4) Following the EU Referendum, the Prime Central London Market has been hit the hardest
Brexit, which ever way we look at has had a big hand is the decline of the prime central London market. Prime properties in central London are on the slide and have been since June following the referendum. Another instrumental reason for the decline of central London is the increased levy on stamp duty. London has historically been the biggest city for inward property investment but that position has recently been lost to New York, mainly due to the increase stamp duty rates.
Since the referendum and the increase in stamp duty levy, we are finding buyers are withdrawing from property deals or negotiating harder on the price.
5) Issuing of Article 50 causes uncertainty in the Market
One thing the markets don’t like is uncertainty. The UK voted to come out of the EU in June and Theresa May as prime minister had started to negotiate terms for Brexit. Only recently the government and parliament have voted with possibilities of even over turning Brexit. At the minute no one knows where we stand and until Article 50 is issued, the UK is on standstill and their will be uncertainty in the markets.
The London market is proving to be the main target with a sluggish property market and declining house prices. Its predicted that the property market will be hit by a 15% reduction, in particular property shares on the stock market.

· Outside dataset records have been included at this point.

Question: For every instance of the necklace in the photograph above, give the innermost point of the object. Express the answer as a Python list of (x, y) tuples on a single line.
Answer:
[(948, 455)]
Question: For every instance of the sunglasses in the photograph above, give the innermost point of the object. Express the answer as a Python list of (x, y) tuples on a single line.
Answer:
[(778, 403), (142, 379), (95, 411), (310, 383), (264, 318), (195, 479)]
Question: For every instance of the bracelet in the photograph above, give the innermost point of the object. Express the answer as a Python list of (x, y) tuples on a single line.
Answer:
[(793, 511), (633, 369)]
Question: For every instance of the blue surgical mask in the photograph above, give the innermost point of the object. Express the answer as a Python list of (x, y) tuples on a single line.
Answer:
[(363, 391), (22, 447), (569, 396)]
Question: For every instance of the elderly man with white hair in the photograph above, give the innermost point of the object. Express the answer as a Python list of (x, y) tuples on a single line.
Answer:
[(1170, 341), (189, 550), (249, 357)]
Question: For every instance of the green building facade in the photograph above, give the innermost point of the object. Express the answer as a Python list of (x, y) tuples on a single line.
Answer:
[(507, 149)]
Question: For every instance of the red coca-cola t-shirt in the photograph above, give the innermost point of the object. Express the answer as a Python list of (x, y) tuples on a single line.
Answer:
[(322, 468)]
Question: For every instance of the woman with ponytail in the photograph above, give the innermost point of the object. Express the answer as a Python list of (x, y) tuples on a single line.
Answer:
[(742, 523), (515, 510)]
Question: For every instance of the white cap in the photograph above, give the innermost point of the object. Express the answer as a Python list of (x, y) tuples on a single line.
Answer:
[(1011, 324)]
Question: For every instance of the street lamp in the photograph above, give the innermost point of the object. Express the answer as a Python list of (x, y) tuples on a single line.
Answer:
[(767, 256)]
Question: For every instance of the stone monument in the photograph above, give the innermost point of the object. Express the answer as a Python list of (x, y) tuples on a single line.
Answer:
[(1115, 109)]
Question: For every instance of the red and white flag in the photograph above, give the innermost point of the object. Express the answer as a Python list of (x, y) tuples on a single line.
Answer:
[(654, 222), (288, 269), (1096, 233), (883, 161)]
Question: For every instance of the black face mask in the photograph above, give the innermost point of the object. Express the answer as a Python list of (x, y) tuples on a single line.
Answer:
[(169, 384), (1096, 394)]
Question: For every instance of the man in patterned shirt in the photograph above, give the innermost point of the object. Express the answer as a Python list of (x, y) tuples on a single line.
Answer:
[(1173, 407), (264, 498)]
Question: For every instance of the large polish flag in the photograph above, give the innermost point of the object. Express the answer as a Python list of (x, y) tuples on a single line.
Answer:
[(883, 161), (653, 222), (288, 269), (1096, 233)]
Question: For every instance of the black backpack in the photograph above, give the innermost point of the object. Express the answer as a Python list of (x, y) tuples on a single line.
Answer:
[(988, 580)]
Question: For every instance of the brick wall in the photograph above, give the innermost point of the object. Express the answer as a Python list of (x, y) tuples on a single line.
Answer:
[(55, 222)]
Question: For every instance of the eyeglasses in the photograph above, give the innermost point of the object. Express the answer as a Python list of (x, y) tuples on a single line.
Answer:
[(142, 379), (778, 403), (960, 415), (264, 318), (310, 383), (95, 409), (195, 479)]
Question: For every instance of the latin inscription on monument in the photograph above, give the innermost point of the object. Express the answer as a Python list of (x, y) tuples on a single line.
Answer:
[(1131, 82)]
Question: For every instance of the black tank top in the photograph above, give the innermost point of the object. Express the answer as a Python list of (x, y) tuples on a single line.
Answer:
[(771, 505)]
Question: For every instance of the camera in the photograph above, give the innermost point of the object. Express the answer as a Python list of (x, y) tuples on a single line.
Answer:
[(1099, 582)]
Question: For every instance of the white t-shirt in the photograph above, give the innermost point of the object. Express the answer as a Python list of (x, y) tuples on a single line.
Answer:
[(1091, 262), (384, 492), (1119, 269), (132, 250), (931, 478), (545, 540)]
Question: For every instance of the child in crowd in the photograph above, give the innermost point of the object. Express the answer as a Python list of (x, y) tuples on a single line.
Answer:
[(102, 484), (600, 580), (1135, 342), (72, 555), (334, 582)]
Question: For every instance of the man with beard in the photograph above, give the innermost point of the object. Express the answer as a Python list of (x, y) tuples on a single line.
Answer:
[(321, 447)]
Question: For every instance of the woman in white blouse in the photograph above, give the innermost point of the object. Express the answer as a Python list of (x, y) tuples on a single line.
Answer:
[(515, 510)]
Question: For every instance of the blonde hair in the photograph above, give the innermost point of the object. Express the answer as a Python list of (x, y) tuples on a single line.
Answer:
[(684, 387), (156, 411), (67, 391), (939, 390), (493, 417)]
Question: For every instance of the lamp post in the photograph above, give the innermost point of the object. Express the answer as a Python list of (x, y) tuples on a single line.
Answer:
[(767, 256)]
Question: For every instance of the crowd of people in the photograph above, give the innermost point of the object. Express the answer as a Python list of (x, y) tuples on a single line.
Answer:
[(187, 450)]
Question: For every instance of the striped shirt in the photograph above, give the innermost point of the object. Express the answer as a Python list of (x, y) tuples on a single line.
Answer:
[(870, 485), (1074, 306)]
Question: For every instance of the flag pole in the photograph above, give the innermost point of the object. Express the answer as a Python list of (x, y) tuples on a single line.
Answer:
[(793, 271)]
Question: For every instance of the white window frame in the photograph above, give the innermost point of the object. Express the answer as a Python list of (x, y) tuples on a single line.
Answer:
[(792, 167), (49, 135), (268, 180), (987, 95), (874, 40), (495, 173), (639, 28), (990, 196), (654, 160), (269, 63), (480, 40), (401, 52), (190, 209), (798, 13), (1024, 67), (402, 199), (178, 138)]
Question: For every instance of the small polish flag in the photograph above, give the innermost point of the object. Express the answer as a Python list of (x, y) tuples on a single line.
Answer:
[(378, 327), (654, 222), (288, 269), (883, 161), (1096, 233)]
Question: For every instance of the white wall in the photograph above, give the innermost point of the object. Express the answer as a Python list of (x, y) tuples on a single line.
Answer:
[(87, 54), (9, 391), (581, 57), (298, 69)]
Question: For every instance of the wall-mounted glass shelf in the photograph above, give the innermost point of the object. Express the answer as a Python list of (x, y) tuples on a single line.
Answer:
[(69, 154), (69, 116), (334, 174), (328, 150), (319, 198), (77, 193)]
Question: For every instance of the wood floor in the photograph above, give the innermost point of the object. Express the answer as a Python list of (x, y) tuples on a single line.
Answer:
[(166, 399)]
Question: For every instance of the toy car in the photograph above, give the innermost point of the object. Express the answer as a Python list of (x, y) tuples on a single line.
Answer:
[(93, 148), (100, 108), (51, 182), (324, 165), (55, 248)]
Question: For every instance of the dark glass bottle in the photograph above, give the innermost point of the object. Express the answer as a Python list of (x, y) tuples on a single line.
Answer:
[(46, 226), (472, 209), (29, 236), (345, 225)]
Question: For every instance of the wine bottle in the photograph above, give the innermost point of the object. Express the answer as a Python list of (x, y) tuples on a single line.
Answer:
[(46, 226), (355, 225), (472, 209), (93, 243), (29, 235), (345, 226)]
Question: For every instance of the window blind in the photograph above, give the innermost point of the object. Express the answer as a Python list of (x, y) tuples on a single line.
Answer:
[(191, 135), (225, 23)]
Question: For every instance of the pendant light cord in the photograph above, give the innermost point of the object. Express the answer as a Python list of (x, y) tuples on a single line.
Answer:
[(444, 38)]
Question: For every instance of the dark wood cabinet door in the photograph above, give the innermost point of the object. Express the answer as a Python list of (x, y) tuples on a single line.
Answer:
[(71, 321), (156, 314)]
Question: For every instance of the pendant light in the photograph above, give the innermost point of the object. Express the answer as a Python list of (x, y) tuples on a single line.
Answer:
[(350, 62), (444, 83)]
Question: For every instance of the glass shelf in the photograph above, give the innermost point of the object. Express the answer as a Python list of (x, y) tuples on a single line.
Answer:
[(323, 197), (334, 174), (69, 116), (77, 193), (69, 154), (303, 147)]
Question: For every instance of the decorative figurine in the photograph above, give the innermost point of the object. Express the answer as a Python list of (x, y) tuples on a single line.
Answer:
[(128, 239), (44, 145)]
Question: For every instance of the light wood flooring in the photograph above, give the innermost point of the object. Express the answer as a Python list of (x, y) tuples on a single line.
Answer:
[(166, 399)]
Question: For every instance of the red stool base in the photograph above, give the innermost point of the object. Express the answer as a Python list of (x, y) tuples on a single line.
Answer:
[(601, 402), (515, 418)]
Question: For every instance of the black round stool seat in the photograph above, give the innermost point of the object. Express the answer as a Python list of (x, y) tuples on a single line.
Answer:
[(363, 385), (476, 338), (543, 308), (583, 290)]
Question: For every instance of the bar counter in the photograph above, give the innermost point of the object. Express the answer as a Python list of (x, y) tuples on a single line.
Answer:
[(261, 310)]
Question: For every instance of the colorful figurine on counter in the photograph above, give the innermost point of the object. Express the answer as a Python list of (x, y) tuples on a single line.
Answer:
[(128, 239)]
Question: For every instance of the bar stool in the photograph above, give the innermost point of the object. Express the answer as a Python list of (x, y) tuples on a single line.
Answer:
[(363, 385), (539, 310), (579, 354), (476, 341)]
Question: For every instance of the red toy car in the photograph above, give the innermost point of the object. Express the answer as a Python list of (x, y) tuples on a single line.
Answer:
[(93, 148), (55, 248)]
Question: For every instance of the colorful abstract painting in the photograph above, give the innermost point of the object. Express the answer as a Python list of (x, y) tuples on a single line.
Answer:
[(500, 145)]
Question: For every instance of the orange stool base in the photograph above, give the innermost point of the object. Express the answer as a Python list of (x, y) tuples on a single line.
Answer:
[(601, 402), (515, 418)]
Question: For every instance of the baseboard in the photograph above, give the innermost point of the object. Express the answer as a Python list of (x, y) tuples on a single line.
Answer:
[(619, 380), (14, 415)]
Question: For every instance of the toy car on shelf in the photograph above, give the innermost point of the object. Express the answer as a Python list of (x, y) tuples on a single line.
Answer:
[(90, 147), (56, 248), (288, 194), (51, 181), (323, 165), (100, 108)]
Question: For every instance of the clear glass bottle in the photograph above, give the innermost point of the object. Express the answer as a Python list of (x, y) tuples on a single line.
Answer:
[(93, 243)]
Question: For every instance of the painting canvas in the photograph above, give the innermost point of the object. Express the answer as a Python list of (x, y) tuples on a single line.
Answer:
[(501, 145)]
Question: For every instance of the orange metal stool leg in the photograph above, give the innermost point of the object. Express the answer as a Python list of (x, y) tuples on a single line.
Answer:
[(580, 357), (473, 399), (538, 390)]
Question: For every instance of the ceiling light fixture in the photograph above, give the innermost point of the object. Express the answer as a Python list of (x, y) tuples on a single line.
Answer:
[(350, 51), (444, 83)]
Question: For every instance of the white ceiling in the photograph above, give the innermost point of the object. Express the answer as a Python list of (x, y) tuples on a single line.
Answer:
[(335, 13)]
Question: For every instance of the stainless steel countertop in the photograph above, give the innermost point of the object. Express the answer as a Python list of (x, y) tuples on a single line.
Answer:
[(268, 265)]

6) A Drop in the Pounds value is helping boost the prime London market for now..
The London market is been propped up by the fall in the pounds currency. The London market has a lot of uncertainty at the minute but the fall in the pound makes property values cheaper, particular to the Americans where the Dollar is strong against the Pound. This is seen as a short term fix as the pound has already made some gains since Donald Trump was elected President of the United States. If the pound starts to make further gains against the dollar, this will only have a negative affect on the property market.
In conclusion the property market is in uncertain times. Is the London property bubble burst? I think we can definitely say its deflated and the market is suggesting the bubble will soon burst in London. Until we know the type of Brexit the UK will make away from the single market, its difficult to evaluate the outcome of the London and UK property markets. Once Article 50 is invoked, the UK then has 2 years until it officially leaves the EU. In regards to the London property market and the economy as a whole, its in everyone’s interests to make a smooth transition away from Europe to prevent a crash of the London property market.